Designed for life: biocompatible de novo designed proteins and components

Abstract

A principal goal of synthetic biology is the de novo design or redesign of biomolecular components. In addition to revealing fundamentally important information regarding natural biomolecular engineering and biochemistry, functional building blocks will ultimately be provided for applications including the manufacture of valuable products and therapeutics. To fully realize this ambitious goal, the designed components must be biocompatible, working in concert with natural biochemical processes and pathways, while not adversely affecting cellular function. For example, de novo protein design has provided us with a wide repertoire of structures and functions, including those that can be assembled and function in vivo Here we discuss such biocompatible designs, as well as others that have the potential to become biocompatible, including non-protein molecules, and routes to achieving full biological integration.

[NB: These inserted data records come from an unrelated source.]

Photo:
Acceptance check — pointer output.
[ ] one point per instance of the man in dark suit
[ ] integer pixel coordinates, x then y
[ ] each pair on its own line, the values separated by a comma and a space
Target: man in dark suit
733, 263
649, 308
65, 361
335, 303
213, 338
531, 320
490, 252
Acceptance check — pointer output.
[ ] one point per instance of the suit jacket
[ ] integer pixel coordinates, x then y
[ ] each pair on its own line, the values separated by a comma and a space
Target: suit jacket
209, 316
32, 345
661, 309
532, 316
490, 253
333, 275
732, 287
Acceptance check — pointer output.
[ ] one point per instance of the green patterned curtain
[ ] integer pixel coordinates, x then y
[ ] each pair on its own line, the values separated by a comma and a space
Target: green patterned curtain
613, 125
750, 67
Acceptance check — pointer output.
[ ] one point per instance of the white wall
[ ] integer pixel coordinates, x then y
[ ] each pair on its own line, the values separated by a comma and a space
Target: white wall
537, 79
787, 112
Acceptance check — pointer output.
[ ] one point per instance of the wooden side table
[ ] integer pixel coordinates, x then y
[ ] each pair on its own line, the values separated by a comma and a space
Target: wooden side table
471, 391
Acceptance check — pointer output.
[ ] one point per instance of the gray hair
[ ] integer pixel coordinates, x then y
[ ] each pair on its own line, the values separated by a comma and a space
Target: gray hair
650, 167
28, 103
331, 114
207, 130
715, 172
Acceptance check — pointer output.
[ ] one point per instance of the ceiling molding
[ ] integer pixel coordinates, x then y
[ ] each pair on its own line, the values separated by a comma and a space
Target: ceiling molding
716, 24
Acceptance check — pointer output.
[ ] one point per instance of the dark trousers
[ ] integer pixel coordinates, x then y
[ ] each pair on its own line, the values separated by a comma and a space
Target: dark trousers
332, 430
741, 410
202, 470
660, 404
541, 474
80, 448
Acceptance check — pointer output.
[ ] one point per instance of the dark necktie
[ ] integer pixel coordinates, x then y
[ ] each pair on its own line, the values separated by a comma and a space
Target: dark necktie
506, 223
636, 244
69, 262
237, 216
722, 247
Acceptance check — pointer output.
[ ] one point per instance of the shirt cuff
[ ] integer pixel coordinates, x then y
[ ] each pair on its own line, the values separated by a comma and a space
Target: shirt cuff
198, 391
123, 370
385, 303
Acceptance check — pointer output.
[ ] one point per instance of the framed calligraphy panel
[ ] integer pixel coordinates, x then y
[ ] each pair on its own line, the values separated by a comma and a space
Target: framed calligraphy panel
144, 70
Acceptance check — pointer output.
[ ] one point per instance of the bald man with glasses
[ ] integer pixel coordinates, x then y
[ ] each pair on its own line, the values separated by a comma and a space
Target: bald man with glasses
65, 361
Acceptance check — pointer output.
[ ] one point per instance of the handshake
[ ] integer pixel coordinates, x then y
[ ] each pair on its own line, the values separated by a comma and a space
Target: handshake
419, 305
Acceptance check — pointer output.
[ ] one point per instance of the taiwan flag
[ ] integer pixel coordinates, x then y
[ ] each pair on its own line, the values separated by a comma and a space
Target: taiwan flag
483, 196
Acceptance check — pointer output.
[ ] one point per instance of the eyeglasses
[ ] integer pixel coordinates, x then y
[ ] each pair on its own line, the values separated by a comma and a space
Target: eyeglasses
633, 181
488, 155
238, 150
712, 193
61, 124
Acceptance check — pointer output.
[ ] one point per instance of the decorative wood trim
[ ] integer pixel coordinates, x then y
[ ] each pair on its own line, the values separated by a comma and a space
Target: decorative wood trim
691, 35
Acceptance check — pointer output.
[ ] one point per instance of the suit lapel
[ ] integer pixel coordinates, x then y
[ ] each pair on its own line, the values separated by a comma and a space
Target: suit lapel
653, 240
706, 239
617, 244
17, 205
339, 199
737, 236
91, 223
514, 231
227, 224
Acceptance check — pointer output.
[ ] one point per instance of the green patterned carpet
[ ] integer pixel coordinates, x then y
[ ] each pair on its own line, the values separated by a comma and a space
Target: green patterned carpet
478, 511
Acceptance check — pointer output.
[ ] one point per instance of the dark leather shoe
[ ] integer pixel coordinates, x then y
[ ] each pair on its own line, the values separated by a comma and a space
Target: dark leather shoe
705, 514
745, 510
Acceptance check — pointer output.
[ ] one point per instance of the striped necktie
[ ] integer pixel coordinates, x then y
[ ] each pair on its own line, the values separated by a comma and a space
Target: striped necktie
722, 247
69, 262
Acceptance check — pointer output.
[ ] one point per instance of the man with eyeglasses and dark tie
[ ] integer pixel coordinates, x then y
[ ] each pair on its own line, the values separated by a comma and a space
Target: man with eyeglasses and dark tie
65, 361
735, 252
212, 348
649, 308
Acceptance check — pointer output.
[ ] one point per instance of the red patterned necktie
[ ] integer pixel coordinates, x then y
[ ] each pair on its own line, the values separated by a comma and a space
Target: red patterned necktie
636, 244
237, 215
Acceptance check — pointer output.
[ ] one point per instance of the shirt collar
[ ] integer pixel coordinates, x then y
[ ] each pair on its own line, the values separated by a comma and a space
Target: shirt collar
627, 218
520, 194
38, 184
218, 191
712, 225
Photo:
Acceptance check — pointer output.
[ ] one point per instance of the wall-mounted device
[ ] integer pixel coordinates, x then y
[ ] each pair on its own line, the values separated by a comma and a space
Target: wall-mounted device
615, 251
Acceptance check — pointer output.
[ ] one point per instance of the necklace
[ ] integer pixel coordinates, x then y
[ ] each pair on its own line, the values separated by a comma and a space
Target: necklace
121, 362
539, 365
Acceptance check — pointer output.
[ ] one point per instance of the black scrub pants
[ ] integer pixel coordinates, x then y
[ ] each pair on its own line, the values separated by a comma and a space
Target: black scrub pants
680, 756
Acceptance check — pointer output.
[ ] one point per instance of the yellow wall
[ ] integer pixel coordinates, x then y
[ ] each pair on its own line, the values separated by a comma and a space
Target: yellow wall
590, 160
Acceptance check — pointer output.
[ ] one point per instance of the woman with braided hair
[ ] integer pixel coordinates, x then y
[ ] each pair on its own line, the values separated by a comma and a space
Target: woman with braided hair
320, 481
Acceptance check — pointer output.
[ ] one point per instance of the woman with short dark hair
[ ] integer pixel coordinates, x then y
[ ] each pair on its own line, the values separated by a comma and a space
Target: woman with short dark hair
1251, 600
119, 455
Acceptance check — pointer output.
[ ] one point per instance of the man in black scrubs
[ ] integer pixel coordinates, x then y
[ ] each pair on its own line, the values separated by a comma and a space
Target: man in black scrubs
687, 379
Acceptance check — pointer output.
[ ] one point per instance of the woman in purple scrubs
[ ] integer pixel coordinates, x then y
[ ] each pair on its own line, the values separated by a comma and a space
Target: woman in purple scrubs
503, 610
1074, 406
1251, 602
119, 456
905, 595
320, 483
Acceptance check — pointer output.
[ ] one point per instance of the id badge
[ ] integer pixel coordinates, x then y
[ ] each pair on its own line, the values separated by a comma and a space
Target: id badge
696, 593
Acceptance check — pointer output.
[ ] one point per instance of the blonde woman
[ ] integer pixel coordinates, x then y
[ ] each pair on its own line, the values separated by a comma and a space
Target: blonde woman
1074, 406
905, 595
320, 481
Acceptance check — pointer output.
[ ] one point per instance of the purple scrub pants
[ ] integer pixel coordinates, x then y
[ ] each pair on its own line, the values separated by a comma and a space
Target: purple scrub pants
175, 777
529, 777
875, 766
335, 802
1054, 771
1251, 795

Keywords: biocompatibility; de novo protein design; synthetic biology.

Figure 1.

The diversity of de novo designed protein structures. (a) Pizza variant, nvPizza2-S16H58, which coordinates a CdCl₂ nanocrystal [26]. PDB: 5CHB. (b) De novo designed reaction centre with heme B, synthetic Zn porphyrin and Zn(II) cations [27]. PDB: 5VJS. (c) Catalytic helical barrel, CC-Hept-I18C-L22H-I25E. Catalytic triad residues are shown [28]. PDB: 5EZC. (d) DFsc-Zn(II)₂ used by Ulas et al. [29] for semiquinone radical stabilization. PDB: 2LFD. (e) Designed beta solenoid proteins, SynRFR24.1 (red, PDB: 4YC5) and SynRFR24.t1428 (blue, PDB: 5DNS) [30]. (f) sTIM-11 [31]. PDB: 5BVL.

Figure 2.

A selection of catalytic de novo proteins. (a) Representation of the structure of a de novo protein which performs carbonic anhydrase activity. The solution nuclear magnetic resonance structure of the α3D scaffold (PDB: 2A3D [53]), was modified to bind zinc (grey) and hydrate CO₂ [54]. (b) Molecular dynamics simulation model of C45, which can catalyse the oxidation of a range of small molecules, including 2,2′-azino-bis(3-ethylbenzothiazoline-6-sulfonic acid) (ABTS) [12]. (c) The de novo protein Dft2 was modified to bind manganese and perform catalase activity [55,56]. The crystal structure shown is that of the variant, P0 (PDB: 5C39); variants with two and three manganese-binding sites exhibit higher activity. (d) A 4-helix bundle library protein, Syn-F4, which performs enantioselective hydrolysis of ferric enterobactin (FeEnt) [57]. As no structure is available of this protein, the structure shown is a representative 4-helix bindle from the Hecht lab (PDB: 2JUA). (e) Crystal structure of the heptameric coiled-coil CC-Hept-I18C-L22H-I25E with hydrolase activity towards p-nitrophenyl acetate (pNPA). Catalytic triad residues are shown. (PDB: 5EZC) [28].

Figure 3.

Crystal structures of de novo inhibitors binding to their targets. Crystal structures of inhibitor complexes. (a) Inhibitor peptide αMCL1 (red) binds the human BCL2 homologue, Mcl-1 (blue), with picomolar affinity [60]. PDB: 5JSB. (b) Inhibitor peptide HB1.6928.2.3 (red), which can bind influenza haemagglutinin [59]. PDB: 5VLI.

Figure 4.

De novo transmembrane components for signalling. (a) A synthetic GPCR mimic [136]. The synthetic receptor consists of a ligand-binding pocket featuring a cationic metal complex (red), an Aib oligomer (grey) and a pair of pyrene molecules attached to a chiral diamine (purple and blue). This complex adopts one of two mirror image conformational states on complexation with a chiral ligand. The binding of a chiral ligand (magenta) to one end of an Aib oligomer propagates its conformational influence along the entire length. The signal is output by the conformationally responsive fluorophore (purple and blue). Thus, the binding of the cofactor perturbs the global conformation, which is reported by the fluorophore component. (b) A translocatable sensor [137] in which two head groups are coupled to a steroid spacer (grey). The external sensor is a protonated morpholine (red or blue), while the second head group is a neutral pyridineoxime ‘pro catalyst’ (magenta or green). When the head groups are polar (red or green), they prefer to sit in the aqueous phase; when non-polar (blue or magenta), they prefer to sit in the membrane. Binding of a zinc cofactor from within the vesicle pulls the pro-catalyst head group into the aqueous phase on the interior of the vesicle. This allows the hydrolysis of the substrate within the vesicle, generating the output signal.